Membrane stripping and reprobing is a quantitative tradeoff between antibody removal and total protein loss. (A) Replicate immunoblots for phosphorylated ERK1/2 phosphorylated on Thr²⁰² and Tyr²⁰⁴ of ERK1 or Thr¹⁸⁵ and Tyr¹⁸⁷ of ERK2 (p-ERK1/2) in AC16 cells stimulated with 100 ng/ml EGF for 5 minutes. GAPDH and tubulin were used as loading controls in the first immunoblot. (B) Reprobe of the membrane in A for total ERK1/2 after stripping with glycine buffer, guanidinium, or β-mercaptoethanol (βME) stripping buffer. Vinculin, Hsp90, and actin were used as loading controls for the reprobed blots. (C) Two-color fluorescence immunoblot for p-ERK1/2 (green) and total ERK1/2 (magenta) of the same lysates as in A. Vinculin and Hsp90 were used as loading controls. (D) Direct immunoblot for total ERK1/2 of the same lysates as in A. A lower percentage polyacrylamide gel was used in C and D to emphasize the total ERK1/2 upshift after stimulation with EGF. GAPDH, vinculin, Hsp90, and tubulin were used as loading controls.
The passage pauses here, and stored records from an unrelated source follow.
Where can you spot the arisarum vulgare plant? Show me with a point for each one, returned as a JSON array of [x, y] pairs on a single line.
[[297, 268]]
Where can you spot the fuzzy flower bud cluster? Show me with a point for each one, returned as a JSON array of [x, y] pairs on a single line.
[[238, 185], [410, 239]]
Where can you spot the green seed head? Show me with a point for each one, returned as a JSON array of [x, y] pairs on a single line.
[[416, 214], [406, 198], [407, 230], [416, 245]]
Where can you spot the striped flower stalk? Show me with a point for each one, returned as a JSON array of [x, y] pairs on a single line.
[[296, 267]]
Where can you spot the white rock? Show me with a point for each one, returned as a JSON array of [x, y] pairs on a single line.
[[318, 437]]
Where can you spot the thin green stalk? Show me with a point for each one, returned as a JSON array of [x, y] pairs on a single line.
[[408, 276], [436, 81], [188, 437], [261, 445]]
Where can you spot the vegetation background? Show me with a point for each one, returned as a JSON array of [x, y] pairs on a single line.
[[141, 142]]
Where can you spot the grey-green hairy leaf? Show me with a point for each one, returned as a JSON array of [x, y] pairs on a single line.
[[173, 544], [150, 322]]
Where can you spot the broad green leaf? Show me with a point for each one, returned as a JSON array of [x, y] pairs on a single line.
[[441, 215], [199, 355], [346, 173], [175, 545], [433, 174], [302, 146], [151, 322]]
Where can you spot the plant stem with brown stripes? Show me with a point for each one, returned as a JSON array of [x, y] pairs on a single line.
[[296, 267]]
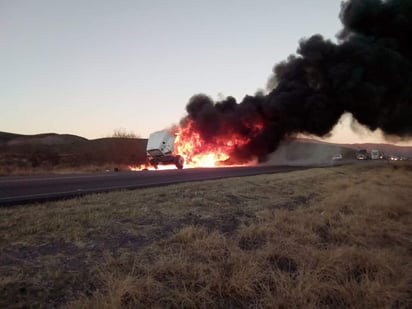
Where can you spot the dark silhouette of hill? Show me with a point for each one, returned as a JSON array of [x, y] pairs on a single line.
[[51, 149]]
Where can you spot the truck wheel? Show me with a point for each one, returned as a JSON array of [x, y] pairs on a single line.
[[179, 162]]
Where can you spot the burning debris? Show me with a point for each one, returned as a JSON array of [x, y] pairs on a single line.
[[368, 73]]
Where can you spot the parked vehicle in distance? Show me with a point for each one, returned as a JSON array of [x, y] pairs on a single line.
[[376, 154], [362, 154], [337, 156]]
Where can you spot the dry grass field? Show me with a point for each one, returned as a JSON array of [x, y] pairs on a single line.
[[337, 237]]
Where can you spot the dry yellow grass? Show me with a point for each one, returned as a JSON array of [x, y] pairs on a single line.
[[322, 238]]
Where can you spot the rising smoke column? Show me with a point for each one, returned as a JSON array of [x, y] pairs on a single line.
[[368, 73]]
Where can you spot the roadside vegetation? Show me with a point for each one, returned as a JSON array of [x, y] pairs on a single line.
[[336, 237]]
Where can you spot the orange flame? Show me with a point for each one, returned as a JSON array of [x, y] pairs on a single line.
[[199, 153]]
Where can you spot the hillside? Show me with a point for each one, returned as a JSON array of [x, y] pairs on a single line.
[[51, 150]]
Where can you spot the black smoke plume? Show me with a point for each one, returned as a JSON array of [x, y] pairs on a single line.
[[368, 73]]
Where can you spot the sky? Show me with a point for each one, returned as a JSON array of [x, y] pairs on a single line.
[[94, 67]]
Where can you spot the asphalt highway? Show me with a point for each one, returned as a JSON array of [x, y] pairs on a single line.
[[15, 190]]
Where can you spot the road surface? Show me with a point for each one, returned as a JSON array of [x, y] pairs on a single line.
[[16, 190]]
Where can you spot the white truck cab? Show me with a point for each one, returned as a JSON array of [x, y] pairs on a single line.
[[160, 149]]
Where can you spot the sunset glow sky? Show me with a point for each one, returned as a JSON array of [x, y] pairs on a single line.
[[92, 67]]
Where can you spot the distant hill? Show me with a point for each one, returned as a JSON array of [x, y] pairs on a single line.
[[51, 149], [66, 150]]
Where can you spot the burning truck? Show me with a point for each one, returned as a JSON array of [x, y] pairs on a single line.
[[160, 150]]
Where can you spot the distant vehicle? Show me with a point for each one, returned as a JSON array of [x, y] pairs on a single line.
[[160, 150], [376, 154], [393, 158], [362, 154]]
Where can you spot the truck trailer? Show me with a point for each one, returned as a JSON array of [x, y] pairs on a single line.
[[160, 150]]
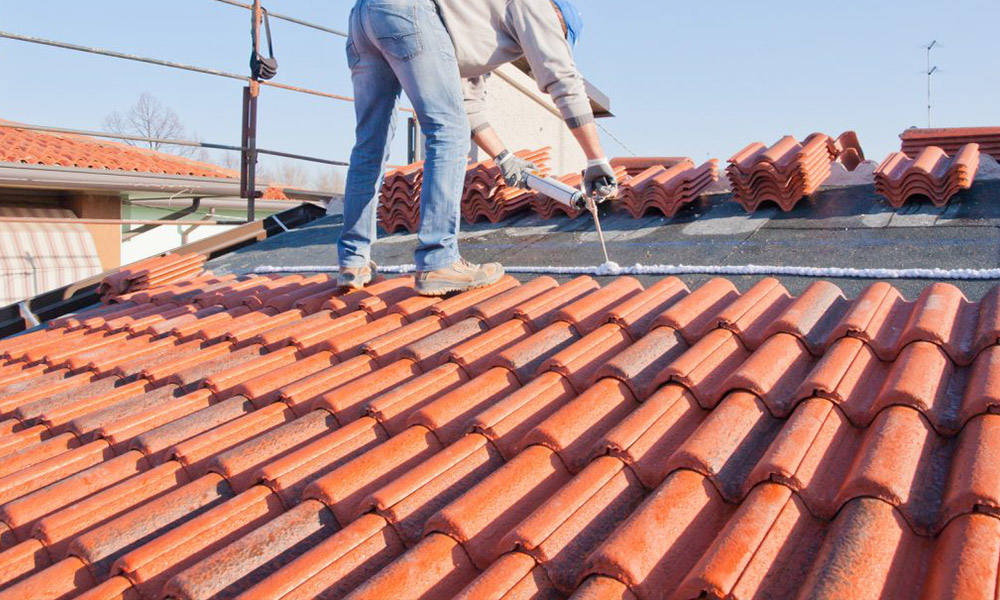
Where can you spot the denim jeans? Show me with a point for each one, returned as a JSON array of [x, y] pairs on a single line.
[[399, 46]]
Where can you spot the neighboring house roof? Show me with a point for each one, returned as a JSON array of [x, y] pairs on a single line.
[[59, 149], [43, 148], [222, 435]]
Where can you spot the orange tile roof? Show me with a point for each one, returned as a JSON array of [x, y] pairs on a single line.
[[30, 147], [276, 438]]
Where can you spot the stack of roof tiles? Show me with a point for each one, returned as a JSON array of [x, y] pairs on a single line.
[[635, 165], [485, 195], [149, 273], [399, 198], [268, 437], [488, 197], [932, 174], [951, 140], [667, 189], [788, 171]]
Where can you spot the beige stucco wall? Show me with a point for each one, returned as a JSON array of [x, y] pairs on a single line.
[[525, 118], [107, 238]]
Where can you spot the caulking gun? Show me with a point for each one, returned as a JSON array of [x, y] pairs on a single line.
[[570, 196]]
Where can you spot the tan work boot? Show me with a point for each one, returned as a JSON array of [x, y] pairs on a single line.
[[460, 276], [355, 278]]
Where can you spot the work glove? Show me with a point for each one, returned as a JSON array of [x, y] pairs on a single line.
[[599, 180], [514, 169]]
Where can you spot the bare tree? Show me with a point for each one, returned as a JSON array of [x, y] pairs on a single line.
[[150, 118]]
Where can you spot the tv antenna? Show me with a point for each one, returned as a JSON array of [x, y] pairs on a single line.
[[930, 72]]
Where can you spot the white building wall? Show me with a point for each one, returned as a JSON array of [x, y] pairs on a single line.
[[526, 118]]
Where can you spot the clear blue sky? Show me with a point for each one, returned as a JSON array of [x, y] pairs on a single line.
[[686, 78]]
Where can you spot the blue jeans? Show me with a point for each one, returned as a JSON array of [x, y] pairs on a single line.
[[399, 46]]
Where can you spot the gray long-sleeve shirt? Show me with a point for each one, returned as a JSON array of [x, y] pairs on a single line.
[[490, 33]]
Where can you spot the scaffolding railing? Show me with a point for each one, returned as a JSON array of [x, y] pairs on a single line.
[[248, 149]]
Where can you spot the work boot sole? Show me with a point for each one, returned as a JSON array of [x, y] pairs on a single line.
[[442, 288]]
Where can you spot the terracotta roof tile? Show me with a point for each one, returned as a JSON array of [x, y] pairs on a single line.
[[931, 174], [62, 149], [595, 441]]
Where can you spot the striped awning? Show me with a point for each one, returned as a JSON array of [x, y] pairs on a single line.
[[36, 258]]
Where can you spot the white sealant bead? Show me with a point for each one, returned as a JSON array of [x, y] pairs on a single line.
[[612, 268]]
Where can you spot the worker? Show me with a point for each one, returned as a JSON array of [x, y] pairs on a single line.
[[440, 53]]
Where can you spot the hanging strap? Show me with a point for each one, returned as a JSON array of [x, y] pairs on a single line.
[[267, 30], [264, 67]]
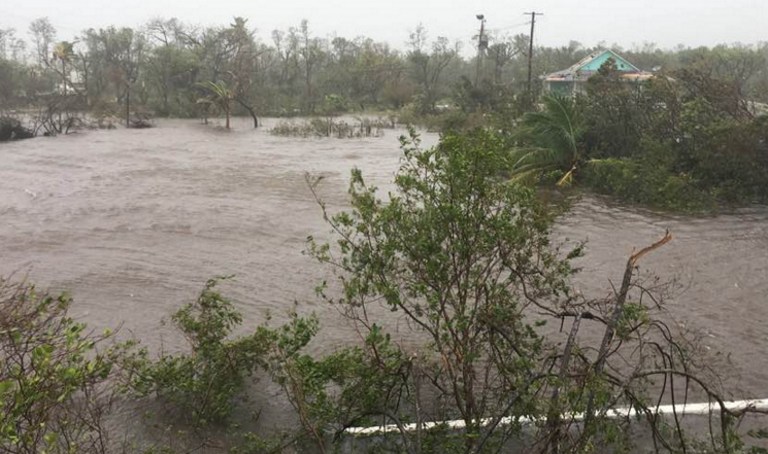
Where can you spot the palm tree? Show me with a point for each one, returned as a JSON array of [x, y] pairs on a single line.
[[554, 133], [64, 52], [219, 96]]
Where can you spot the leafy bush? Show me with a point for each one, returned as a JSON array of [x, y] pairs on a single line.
[[634, 181], [202, 384], [53, 378]]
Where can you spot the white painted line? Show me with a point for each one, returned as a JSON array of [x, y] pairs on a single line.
[[704, 408]]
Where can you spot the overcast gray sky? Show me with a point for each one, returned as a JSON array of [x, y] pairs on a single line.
[[625, 22]]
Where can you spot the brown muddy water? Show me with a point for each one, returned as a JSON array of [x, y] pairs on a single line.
[[132, 223]]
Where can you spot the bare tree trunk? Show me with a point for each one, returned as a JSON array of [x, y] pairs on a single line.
[[610, 329], [128, 106], [250, 110]]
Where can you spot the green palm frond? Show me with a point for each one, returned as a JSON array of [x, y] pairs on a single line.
[[554, 133]]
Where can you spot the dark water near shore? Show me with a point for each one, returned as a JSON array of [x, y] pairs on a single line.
[[132, 223]]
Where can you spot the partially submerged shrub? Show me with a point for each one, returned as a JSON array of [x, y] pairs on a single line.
[[12, 129], [202, 383], [53, 397], [330, 127]]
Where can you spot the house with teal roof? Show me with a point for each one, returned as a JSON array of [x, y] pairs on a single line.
[[573, 80]]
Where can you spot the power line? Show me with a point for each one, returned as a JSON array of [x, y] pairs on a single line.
[[530, 53]]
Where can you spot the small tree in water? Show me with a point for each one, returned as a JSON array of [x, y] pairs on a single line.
[[465, 258], [459, 253]]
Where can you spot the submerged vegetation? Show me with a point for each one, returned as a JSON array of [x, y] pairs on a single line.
[[462, 255], [459, 249]]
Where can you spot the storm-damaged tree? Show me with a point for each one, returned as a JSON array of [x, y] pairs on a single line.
[[465, 258], [427, 65]]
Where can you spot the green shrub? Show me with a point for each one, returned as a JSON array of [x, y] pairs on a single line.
[[203, 383], [637, 182], [53, 394]]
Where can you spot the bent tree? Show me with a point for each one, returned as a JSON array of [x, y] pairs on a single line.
[[464, 258]]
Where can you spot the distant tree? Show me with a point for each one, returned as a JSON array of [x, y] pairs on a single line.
[[553, 136], [428, 66], [219, 96]]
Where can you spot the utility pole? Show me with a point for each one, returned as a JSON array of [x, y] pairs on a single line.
[[481, 45], [530, 54]]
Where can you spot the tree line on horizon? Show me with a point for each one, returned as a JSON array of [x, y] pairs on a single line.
[[166, 67]]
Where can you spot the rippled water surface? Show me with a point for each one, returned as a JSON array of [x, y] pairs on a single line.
[[133, 222]]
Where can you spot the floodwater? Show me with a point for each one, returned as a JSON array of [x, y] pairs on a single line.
[[133, 222]]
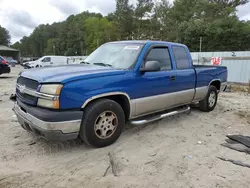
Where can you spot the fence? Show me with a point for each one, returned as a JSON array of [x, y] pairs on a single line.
[[237, 63]]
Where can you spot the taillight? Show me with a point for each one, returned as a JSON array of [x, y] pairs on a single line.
[[4, 62]]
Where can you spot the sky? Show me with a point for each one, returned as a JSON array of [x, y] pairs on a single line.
[[20, 17]]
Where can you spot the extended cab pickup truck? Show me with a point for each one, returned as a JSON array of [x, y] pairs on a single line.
[[122, 82]]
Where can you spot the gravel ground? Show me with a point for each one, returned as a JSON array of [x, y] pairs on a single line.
[[178, 152]]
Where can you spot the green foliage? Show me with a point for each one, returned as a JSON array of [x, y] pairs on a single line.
[[183, 21], [4, 36]]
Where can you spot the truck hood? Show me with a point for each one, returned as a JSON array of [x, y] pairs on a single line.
[[68, 73]]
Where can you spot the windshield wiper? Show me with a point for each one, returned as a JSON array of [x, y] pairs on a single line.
[[103, 64]]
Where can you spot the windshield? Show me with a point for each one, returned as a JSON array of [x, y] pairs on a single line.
[[116, 55]]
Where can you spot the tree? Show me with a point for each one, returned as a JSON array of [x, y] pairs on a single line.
[[142, 17], [124, 19], [4, 36]]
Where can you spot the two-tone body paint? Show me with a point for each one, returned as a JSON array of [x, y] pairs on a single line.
[[147, 92]]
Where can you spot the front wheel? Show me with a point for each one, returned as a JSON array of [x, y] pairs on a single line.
[[209, 103], [102, 123]]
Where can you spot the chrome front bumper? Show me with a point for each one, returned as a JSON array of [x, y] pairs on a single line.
[[223, 86], [63, 130]]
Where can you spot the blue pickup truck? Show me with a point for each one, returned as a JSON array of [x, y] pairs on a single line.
[[134, 82]]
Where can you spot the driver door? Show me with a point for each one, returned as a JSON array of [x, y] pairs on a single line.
[[156, 88]]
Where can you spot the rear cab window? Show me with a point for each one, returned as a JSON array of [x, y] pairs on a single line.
[[181, 57], [160, 54]]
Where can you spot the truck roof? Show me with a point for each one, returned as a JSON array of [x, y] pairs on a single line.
[[148, 41]]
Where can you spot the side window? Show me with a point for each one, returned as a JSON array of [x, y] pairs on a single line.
[[160, 54], [46, 59], [181, 57]]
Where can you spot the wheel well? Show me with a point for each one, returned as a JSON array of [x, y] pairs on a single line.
[[216, 83], [122, 100]]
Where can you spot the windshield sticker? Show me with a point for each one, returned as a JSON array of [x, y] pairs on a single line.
[[132, 47]]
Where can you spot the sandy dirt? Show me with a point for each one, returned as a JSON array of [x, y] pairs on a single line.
[[176, 152]]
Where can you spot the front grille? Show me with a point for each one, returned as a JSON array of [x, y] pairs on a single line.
[[32, 84], [25, 96], [28, 83]]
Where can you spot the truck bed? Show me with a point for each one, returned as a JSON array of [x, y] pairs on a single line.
[[207, 73]]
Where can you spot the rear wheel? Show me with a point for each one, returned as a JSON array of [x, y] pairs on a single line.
[[209, 103], [102, 123]]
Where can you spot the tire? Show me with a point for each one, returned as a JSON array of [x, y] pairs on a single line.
[[99, 117], [207, 105]]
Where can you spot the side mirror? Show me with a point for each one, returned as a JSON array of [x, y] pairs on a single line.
[[151, 66]]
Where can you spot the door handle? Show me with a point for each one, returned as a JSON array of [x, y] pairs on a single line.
[[172, 78]]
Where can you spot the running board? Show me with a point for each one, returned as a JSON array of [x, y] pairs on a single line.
[[151, 118]]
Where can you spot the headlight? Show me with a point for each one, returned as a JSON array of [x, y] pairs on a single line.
[[53, 89], [48, 103], [50, 89]]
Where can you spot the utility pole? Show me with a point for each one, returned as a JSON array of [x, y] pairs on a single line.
[[54, 49], [200, 43]]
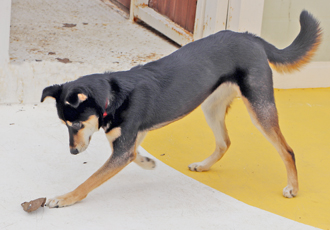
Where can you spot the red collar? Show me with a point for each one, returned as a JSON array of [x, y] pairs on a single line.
[[105, 111]]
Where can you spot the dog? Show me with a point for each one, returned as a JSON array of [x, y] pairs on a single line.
[[209, 72]]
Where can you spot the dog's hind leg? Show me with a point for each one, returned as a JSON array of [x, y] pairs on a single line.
[[215, 108], [142, 161], [264, 117]]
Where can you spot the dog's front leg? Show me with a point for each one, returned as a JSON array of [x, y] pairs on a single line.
[[116, 162]]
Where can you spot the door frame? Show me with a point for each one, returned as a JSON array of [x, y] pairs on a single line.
[[211, 16]]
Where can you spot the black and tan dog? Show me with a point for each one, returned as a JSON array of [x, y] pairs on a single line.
[[211, 71]]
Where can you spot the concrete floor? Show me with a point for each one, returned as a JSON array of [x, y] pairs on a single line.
[[36, 163], [34, 144]]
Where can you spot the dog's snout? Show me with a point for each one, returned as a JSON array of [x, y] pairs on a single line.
[[74, 151]]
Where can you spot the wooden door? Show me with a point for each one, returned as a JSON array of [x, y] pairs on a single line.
[[182, 12]]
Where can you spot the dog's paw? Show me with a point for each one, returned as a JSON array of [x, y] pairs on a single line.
[[145, 162], [60, 201], [197, 167], [289, 192]]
Data are representative of two experiments.

Fig. 8

Workflow for absolute protein quantification. (A) Serial dilution of an albumin standard to calibrate recombinant purifications of GST-ERK2 and GST-p38 by Coomassie staining. (B) Albumin band intensity (black) plotted as a function of protein and fit to a hyperbolic model (gray) that infers the amounts of GST-ERK2 (green) and GST-p38 (purple) protein. (C) HT-29 and AC16 cells have roughly equal protein constituents by mass based on the amount of Hsp90, vinculin, tubulin, GAPDH, and actin detected in 25 µg of each sample. (D) Serial dilution of the GST-ERK2 standard to calibrate endogenous abundances of ERK2 in HT-29 and AC16 cells. (E) GST-ERK2 band intensity (black) plotted as a function of protein input and fit to a hyperbolic model (gray) that infers the amount of ERK2 in HT-29 cells (blue) and AC16 cells (red). (F) Serial dilution of the GST-p38 standard to calibrate endogenous abundances of p38 in HT-29 and AC16 cells. (E) GST-p38 band intensity (black) plotted as a function of protein input and fit to a hyperbolic model (gray). The model was used to infer the amount of ERK2 in HT-29 cells (blue) and AC16 cells (red). Data are representative of two experiments. See file S4 for raw images and calculations.

Fig. 9

Quantifying partially saturated immunoblots can dramatically underestimate differences between samples. In this theoretical example, a serial dilution is performed with unstimulated and stimulated extracts. The relative change in the linear range of the immunoblot is 99 (blue) /33 (red) ~ threefold, whereas the relative change at fivefold higher loading is only 1.4 fold (36%).